Wednesday, October 24, 2012

Open Data applied to Medical research Data

http://www.ted.com/talks/john_wilbanks_let_s_pool_our_medical_data.html

John Wilbanks in his video proposes a logical extension to the concept of open data as applied to personal medical data. While open data typically supports data of a non-contextual origin, John Wilbanks poses the question, " What if medical or genomic experimental data on human were cleansed of all personal identifiable information than released to the world-wide research community?  Information related to medical research subjects requires informed consent and an extremely rigid process protecting the rights of test subjects and their respective privacy, However, John Wilbanks contends that this same rigid process is actually impacting our ability to extract information in a timely and efficient manner. Fundamentally, data collected from small samples can hide information that may be exposed in much larger samples. However, under current research guidelines, raw data collected for cancer research cannot be shared with researchers investigating DNA hereditary defects.

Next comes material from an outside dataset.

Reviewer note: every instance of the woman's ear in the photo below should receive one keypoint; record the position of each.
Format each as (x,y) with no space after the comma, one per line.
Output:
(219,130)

However, what would happen if research subjects were asked if there data could be used for other areas if all personal data was removed?  One approach proposed by Mr. Wilbanks is to use a Portable Legal Consent for Common Genomics Research (PLC-CGR). This is essentially  an experimental bioethics protocol allowing for research subjects to consent to allow research subjects to accept that once the primary experiment is over, their data can be used  anonymously in other forms of research. This would essentaillly great repositories of big data where patterns may emerge that were hidden in the realms of smaller pools of  research data.